Dados e geografias dos terreiros
Com uma população predominantemente afro descendente, a cidade de Macapá é um importante centro das religiões de matriz africana na região Norte do Brasil. Cada vez mais a cidade tem se tornado um espaço de significativa expressão cultural e religiosa, com o candomblé, a umbanda e outras práticas espirituais afro-brasileiras, que crescem em visibilidade e relevância ao longo dos últimos anos.
Os dados sobre a presença de terreiros na cidade são limitados, mas o babalorixá Jean Barriga diz que nos últimos anos houve um aumento significativo na instalação e consolidação dessas casas em Macapá. Em bairros como o Perpétuo Socorro, Muca, Centro e Zona Norte de Macapá, há uma concentração considerável de terreiros de candomblé, umbanda e outras tradições, refletindo a diversidade espiritual da cidade.
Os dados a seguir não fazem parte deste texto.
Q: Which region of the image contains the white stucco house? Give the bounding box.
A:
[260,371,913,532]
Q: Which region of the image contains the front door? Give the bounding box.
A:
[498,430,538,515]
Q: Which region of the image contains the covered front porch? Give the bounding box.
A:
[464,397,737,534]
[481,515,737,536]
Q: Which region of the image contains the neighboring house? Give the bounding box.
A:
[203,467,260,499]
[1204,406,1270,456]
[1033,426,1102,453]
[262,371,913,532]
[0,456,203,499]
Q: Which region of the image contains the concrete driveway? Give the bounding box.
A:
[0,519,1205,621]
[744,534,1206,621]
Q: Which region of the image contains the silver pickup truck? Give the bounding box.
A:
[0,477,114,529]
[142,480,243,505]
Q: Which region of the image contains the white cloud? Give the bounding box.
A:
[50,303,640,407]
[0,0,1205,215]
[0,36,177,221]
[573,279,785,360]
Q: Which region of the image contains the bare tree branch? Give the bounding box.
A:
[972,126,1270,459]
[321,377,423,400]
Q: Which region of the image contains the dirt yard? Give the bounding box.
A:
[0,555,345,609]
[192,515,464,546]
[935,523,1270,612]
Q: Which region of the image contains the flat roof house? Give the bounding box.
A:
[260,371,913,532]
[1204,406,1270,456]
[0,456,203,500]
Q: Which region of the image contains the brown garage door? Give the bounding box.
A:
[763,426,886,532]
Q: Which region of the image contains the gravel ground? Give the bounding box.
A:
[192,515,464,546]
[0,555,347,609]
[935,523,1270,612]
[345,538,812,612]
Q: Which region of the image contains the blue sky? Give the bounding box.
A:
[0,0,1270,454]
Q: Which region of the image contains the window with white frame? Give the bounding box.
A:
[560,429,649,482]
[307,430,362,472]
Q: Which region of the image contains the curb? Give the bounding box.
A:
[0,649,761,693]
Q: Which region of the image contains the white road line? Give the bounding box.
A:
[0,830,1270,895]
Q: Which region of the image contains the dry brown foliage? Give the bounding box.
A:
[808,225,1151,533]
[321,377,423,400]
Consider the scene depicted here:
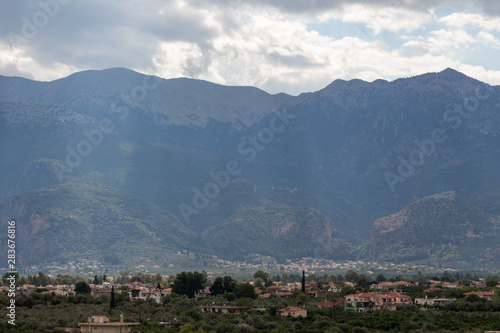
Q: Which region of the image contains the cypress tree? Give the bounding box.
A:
[109,286,115,315]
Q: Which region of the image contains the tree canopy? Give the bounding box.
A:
[172,272,207,298]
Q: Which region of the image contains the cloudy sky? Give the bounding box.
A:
[0,0,500,94]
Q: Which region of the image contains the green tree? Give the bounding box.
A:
[75,281,91,294]
[253,277,264,288]
[344,269,361,283]
[210,276,236,296]
[109,286,115,314]
[172,272,207,298]
[326,274,337,283]
[281,272,288,286]
[484,277,498,288]
[253,269,269,281]
[234,282,257,299]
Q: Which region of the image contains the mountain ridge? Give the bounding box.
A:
[0,69,500,270]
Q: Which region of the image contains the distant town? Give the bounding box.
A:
[0,259,500,333]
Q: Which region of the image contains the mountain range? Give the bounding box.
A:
[0,68,500,265]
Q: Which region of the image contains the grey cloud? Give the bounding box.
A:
[0,0,219,73]
[203,0,500,15]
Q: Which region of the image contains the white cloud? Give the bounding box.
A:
[0,0,500,94]
[439,12,500,32]
[340,4,434,34]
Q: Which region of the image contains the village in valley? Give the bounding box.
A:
[0,269,500,332]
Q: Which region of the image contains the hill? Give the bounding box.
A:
[361,192,500,267]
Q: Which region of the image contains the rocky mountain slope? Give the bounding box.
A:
[0,68,500,268]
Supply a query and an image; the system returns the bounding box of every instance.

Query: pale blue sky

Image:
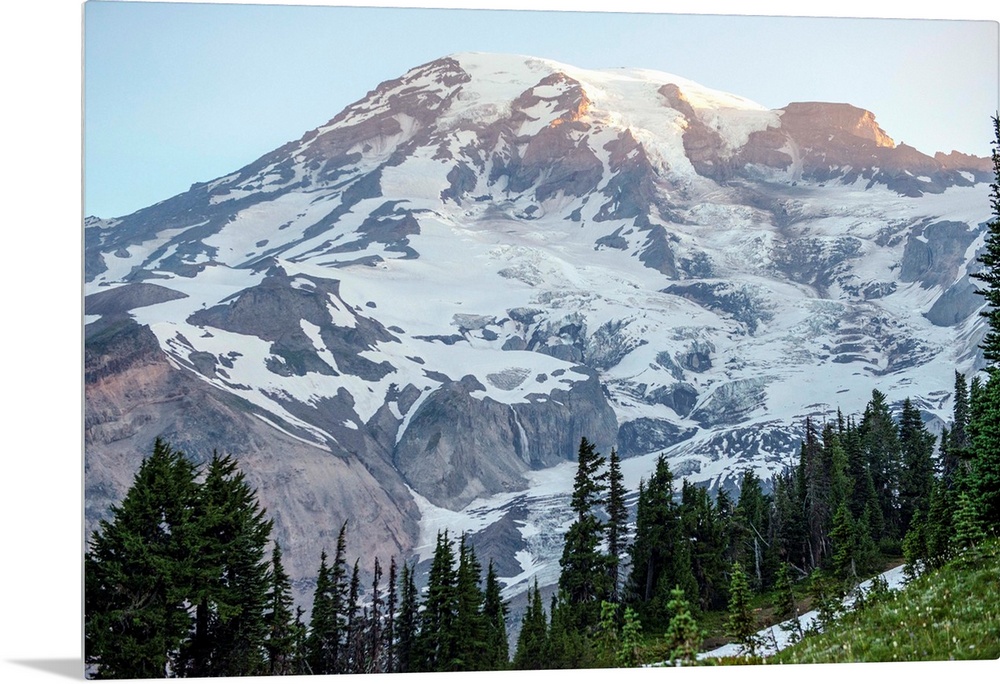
[84,0,998,217]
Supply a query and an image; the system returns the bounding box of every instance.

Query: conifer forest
[84,118,1000,679]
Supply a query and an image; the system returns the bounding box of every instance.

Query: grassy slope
[767,540,1000,663]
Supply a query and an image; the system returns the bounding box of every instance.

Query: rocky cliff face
[85,54,990,593]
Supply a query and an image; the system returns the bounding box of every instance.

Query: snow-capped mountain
[85,53,992,594]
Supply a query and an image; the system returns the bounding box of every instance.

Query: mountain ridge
[84,53,991,608]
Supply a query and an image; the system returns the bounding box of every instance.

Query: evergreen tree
[772,471,809,568]
[559,438,611,629]
[306,550,340,674]
[339,559,366,674]
[618,607,642,667]
[859,390,905,540]
[84,438,197,679]
[830,502,858,583]
[544,592,598,669]
[483,560,510,670]
[726,563,758,655]
[675,480,728,610]
[449,534,487,670]
[899,398,936,530]
[358,557,387,674]
[181,454,273,677]
[733,469,770,589]
[393,563,420,672]
[665,587,702,665]
[920,478,954,567]
[968,374,1000,534]
[627,455,688,626]
[264,542,301,675]
[606,449,628,603]
[415,530,458,672]
[941,371,972,487]
[774,563,801,636]
[952,492,986,553]
[594,601,621,667]
[306,522,348,674]
[382,556,399,672]
[513,578,548,670]
[972,116,1000,369]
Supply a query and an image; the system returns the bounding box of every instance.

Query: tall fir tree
[559,437,611,629]
[483,559,510,670]
[340,559,367,674]
[306,522,348,674]
[180,454,273,677]
[415,530,458,672]
[382,556,399,672]
[899,397,937,531]
[664,587,702,665]
[726,563,759,655]
[513,577,548,670]
[941,371,972,488]
[675,480,727,611]
[449,534,487,671]
[859,390,905,540]
[733,469,770,590]
[605,448,628,603]
[392,563,420,672]
[967,369,1000,534]
[626,455,696,628]
[972,116,1000,366]
[84,438,197,679]
[306,549,340,674]
[264,542,303,675]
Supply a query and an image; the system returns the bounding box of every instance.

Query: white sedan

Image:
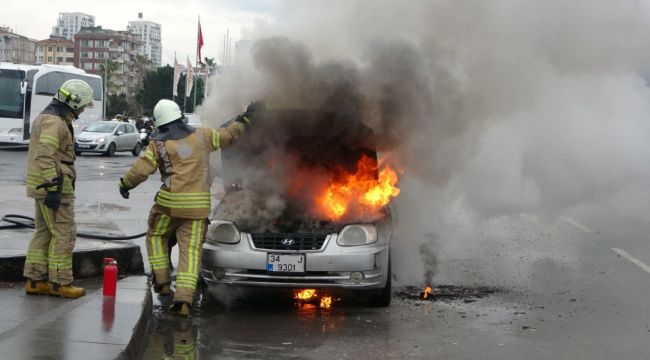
[74,121,142,156]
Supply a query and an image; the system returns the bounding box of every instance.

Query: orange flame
[320,296,332,309]
[293,289,316,301]
[317,156,400,220]
[420,286,433,299]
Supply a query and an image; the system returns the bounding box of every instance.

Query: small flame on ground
[320,296,332,309]
[293,289,316,301]
[293,289,333,309]
[420,286,433,300]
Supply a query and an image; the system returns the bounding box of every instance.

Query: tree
[135,65,174,114]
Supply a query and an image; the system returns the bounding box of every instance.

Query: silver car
[74,121,142,156]
[201,110,392,306]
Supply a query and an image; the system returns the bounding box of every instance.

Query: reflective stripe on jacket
[122,121,244,219]
[26,100,76,199]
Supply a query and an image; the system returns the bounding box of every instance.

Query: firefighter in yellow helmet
[23,79,93,299]
[119,99,264,316]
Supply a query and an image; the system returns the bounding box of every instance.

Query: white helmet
[153,99,183,128]
[56,79,93,110]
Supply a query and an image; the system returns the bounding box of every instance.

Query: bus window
[0,69,24,119]
[35,71,102,101]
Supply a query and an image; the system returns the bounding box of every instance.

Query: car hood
[214,110,384,232]
[77,131,112,140]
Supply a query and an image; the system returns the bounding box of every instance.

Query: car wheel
[131,142,142,156]
[368,255,393,307]
[104,143,115,157]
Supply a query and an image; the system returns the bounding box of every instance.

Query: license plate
[266,254,305,273]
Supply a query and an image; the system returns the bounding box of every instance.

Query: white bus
[0,63,104,148]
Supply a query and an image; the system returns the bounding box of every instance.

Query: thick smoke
[200,0,650,284]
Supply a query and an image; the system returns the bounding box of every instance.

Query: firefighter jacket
[27,100,76,203]
[122,121,245,219]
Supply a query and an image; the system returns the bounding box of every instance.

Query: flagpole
[172,51,177,101]
[192,15,201,112]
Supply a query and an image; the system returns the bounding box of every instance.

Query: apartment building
[74,26,142,94]
[36,37,74,65]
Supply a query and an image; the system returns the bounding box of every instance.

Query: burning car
[201,110,399,306]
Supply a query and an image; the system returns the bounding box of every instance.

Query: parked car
[201,110,392,306]
[74,121,142,156]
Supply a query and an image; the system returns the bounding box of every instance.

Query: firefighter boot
[153,284,172,296]
[48,283,86,299]
[169,302,190,316]
[25,278,50,295]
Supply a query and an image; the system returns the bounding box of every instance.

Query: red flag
[196,19,203,63]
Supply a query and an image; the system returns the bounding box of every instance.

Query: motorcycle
[140,128,151,147]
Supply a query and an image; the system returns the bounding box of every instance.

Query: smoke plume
[199,0,650,284]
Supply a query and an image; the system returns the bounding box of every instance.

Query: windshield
[84,123,116,133]
[0,69,25,119]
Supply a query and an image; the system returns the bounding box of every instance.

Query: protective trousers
[23,199,77,286]
[146,205,207,304]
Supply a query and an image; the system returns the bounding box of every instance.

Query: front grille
[251,233,327,250]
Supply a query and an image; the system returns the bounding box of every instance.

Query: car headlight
[336,224,377,246]
[205,220,241,244]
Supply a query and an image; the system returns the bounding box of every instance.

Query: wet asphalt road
[0,151,650,359]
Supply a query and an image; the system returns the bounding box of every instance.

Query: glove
[36,176,63,210]
[120,178,131,199]
[43,191,61,210]
[236,101,266,126]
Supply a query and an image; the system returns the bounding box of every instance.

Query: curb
[0,242,144,282]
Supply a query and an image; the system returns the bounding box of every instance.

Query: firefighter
[23,79,93,299]
[119,99,264,316]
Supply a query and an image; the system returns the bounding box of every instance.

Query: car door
[126,124,140,150]
[115,124,128,150]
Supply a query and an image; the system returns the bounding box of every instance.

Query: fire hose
[0,214,147,241]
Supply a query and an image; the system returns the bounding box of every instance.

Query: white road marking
[610,248,650,274]
[564,216,595,233]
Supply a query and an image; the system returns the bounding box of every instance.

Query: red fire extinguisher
[104,258,117,296]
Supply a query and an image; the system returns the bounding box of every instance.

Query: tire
[104,143,115,157]
[131,142,142,156]
[368,254,393,307]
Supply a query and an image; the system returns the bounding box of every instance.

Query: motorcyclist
[119,99,263,316]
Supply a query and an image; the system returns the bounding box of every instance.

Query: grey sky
[0,0,277,64]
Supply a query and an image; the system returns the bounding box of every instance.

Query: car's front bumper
[201,233,389,290]
[74,142,108,153]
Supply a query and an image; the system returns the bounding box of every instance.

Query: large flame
[316,155,400,221]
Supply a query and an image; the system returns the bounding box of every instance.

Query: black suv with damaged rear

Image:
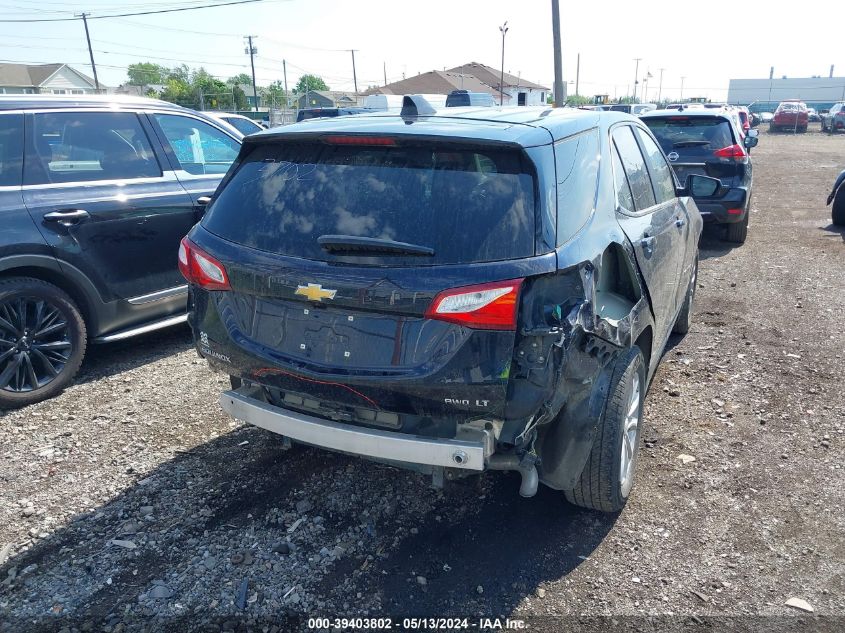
[185,97,718,511]
[641,107,758,244]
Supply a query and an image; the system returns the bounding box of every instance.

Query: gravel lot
[0,132,845,633]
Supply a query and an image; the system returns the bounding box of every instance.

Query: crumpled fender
[827,171,845,204]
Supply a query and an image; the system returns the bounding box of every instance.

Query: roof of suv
[248,106,637,147]
[640,107,734,119]
[0,95,188,112]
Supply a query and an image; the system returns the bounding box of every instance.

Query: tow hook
[487,453,540,497]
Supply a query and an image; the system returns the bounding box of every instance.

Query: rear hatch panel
[643,114,745,187]
[190,132,555,437]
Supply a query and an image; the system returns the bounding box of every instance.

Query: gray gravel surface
[0,133,845,633]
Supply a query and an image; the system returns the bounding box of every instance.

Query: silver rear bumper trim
[220,391,492,471]
[94,314,188,343]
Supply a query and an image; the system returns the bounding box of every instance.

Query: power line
[0,0,274,23]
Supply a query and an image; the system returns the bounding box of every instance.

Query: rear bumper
[220,388,495,471]
[695,187,748,224]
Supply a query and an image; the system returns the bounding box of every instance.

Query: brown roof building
[0,64,105,94]
[364,62,551,105]
[365,70,500,101]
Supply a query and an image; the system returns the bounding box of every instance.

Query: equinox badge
[294,284,337,301]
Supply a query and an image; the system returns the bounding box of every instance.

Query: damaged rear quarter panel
[508,131,656,489]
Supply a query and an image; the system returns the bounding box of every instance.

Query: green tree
[229,84,249,110]
[566,95,593,106]
[191,67,229,110]
[226,73,252,86]
[293,75,329,93]
[126,62,170,86]
[266,79,287,108]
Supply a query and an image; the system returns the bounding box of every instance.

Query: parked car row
[0,96,242,407]
[186,98,722,512]
[0,90,757,512]
[641,108,758,244]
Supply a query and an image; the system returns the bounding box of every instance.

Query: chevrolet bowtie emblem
[294,284,337,301]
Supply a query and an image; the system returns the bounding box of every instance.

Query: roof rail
[400,95,437,116]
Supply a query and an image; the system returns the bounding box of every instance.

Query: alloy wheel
[0,297,73,393]
[619,373,640,497]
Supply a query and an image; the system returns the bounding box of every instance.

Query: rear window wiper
[317,235,434,257]
[672,141,710,147]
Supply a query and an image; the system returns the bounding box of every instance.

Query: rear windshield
[203,142,535,265]
[643,116,735,158]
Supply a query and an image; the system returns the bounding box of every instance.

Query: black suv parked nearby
[185,97,718,511]
[0,95,240,407]
[641,107,758,244]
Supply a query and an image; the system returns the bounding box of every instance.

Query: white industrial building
[728,77,845,109]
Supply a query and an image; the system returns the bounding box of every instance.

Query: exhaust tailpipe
[487,454,540,497]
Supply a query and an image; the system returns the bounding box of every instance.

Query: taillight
[425,279,522,330]
[713,145,745,158]
[179,237,231,290]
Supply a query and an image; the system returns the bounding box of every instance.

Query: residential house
[294,90,363,109]
[364,70,502,103]
[449,62,551,105]
[0,63,107,95]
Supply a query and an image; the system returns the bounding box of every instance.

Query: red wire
[255,367,381,409]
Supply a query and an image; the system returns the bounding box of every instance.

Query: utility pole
[74,12,100,92]
[575,53,581,97]
[499,20,508,106]
[282,59,290,105]
[657,68,666,103]
[244,35,258,112]
[552,0,563,108]
[634,57,643,103]
[349,49,358,93]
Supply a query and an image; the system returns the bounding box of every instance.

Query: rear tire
[830,187,845,226]
[672,257,698,334]
[0,277,88,409]
[564,345,646,512]
[725,208,751,244]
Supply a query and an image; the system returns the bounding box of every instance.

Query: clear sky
[0,0,845,100]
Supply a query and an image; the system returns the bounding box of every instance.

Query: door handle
[44,209,91,226]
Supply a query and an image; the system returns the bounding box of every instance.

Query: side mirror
[681,174,722,198]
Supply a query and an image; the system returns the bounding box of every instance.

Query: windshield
[203,142,535,265]
[643,116,734,155]
[225,117,264,136]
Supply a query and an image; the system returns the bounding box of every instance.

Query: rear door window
[611,147,635,213]
[637,128,675,204]
[0,114,23,187]
[203,141,535,266]
[153,114,240,175]
[643,115,736,162]
[555,129,599,245]
[613,125,655,211]
[25,112,162,185]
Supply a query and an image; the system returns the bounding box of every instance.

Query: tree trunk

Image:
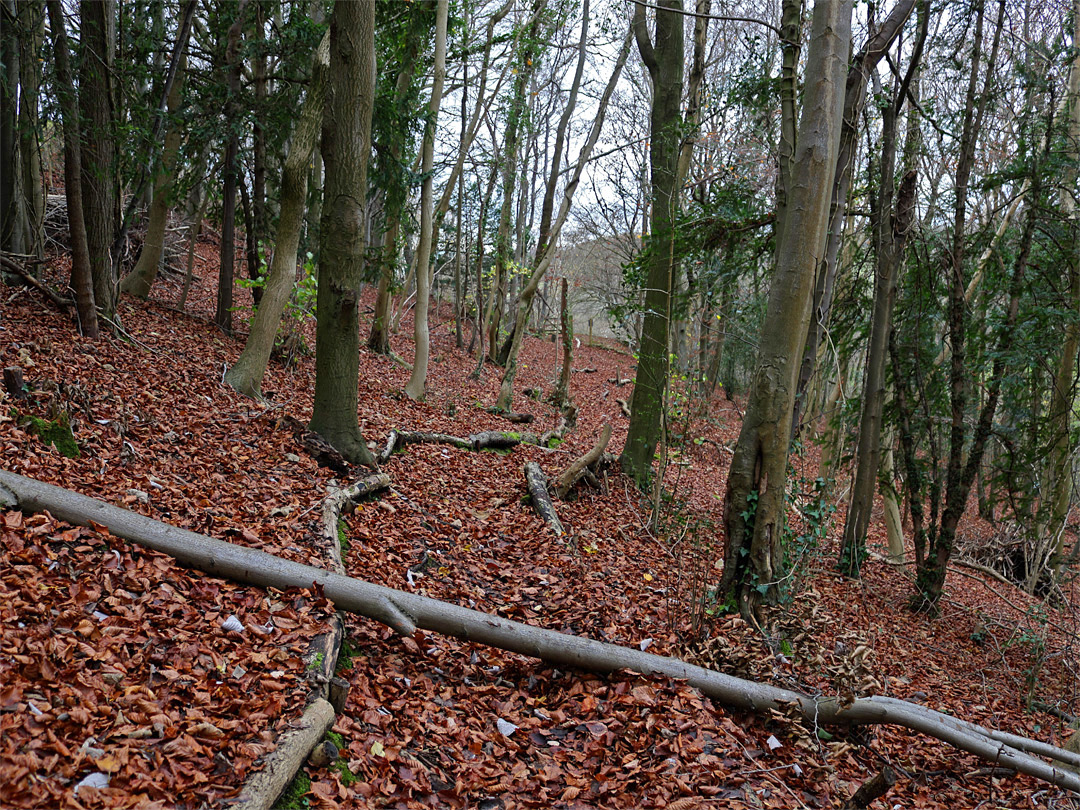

Esses espaços de culto têm se multiplicado especialmente desde os anos 1980, com a chegada de sacerdotes e adeptos vindos de outros estados, principalmente do Pará, Maranhão e Rio de Janeiro, que trouxeram suas práticas religiosas.
A geografia dos terreiros de Macapá revela uma dinâmica que reflete tanto a expansão urbana da cidade quanto a crescente importância dessas religiões na vida comunitária e social. Em muitos casos, os terreiros são distribuídos por áreas periféricas e bairros de classe média, mas também estão presentes no centro da cidade, funcionando não apenas como lugares de culto, mas como centros culturais, de acolhimento e apoio à população local.

Além dos rituais religiosos, muitos terreiros em Macapá também desempenham um papel importante em questões sociais, como apoio psicológico, assistência às pessoas em vulnerabilidade e promoção de ações educativas e culturais. Um exemplo é Ilè D'Asè Ig'Balè Fundeguilé, dirigido pela mãe Carmen Sheila, que desenvolve um projeto de distribuição de marmitas, verduras, legumes e frutas, mensalmente na comunidade.

A importância dos terreiros de candomblé e umbanda em Macapá vai além do campo religioso, pois eles são vistos como verdadeiros núcleos de resistência cultural, promovendo a preservação das tradições afro-brasileiras e a afirmação da identidade negra na cidade. Em um contexto de históricas desigualdades sociais e raciais, esses espaços têm sido fundamentais para a promoção de uma identidade coletiva, para o fortalecimento da autoestima dos negros e para a luta contra o racismo estrutural.
Desse modo, ao abordar a complementaridade entre o SUS e os terreiros de religiões de matriz africana em Macapá, fica evidente que o diálogo entre saúde pública e espiritualidade não só enriquece o cuidado integral oferecido às pessoas, mas também fortalece a valorização de saberes ancestrais. Entretanto, vale refletir sobre uma assimetria presente na lógica de pensar a saúde não só a nível regional, mas também nacional: enquanto a medicina oriental, ancorada em tradições asiáticas, ganha cada vez mais reconhecimento e espaço no âmbito das práticas integrativas, o mesmo não ocorre com a medicina fundamentada nos saberes africanos. Essa diferença não é casual, mas reflete um racismo estrutural que ainda desvaloriza as contribuições africanas para o cuidado e o bem-estar. Reconhecer e assimilar essas práticas é um passo essencial para promover a equidade na saúde pública e combater preconceitos históricos.
Essa reflexão aponta para a importância de um cuidado que acolha todas as dimensões da experiência humana, fortalecendo as identidades culturais e promovendo o bem-estar das comunidades. Assim como as religiões de matriz africana resistiram e se adaptaram ao longo dos séculos, sua integração ao campo da saúde pública reflete a possibilidade de um futuro onde os saberes de todos os povos sejam igualmente reconhecidos e respeitados.